The march ended at City Hall Park with a barbeque, speeches and a stirring rendition of “Solidarity Forever.” “The past few weeks I’ve been feeling a lot of tension at work, even outside of work,” said Tiffany Choiniere. “But today, and even before coming here, I feel very empowered.”

BUILDING ON the solidarity seen during the strike will be critical in forcing the hospital to pay its workers fairly.
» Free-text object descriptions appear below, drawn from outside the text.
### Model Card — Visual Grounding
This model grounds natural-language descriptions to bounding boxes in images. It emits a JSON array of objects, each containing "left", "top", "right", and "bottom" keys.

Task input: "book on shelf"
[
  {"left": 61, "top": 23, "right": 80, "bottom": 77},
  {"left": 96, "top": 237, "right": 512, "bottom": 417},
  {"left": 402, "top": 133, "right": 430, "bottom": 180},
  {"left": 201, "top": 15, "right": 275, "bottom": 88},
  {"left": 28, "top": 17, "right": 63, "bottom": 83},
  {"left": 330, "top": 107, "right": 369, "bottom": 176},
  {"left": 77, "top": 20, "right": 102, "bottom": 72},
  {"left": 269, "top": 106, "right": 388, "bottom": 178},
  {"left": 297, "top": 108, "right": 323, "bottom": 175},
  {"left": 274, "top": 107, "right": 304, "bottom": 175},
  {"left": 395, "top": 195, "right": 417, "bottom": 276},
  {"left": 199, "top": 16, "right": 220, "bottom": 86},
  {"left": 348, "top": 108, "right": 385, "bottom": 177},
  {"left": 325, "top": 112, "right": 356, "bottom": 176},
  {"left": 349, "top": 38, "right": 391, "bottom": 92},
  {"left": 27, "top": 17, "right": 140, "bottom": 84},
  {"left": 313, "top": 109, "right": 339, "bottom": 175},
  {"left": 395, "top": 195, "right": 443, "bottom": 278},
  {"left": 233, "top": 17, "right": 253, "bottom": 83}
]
The Alliance in Support of UVMMC Nurses, a solidarity group made up of unionists and other local activists, is organizing public meetings for nurses to expand on their platform. And the letter-writing campaign aimed at John Brumsted and Eileen Whalen will continue as long as they and their fellow hospital executives continue to deny nurses and patients the resources they need.

We also should begin connecting individual local strikes with the struggles of health care workers across the country and the world. In the last few weeks alone, nurses from New Zealand and Rhode Island have walked out over the same issues of unsafe staffing levels and low wages that have plagued Vermont nurses.

The instinct to unite their struggles is reminiscent of the “red state” revolt of teachers this past spring. In fact, nurses and other health care workers sought to repeat the success of #RedForEd this success with a #RedForMed campaign to share solidarity messages with striking UVMMC nurses.

This is just the starting point for what a stronger and bigger working-class movement that can take on the bosses. The heroic actions of Vermont nurses are part of that effort.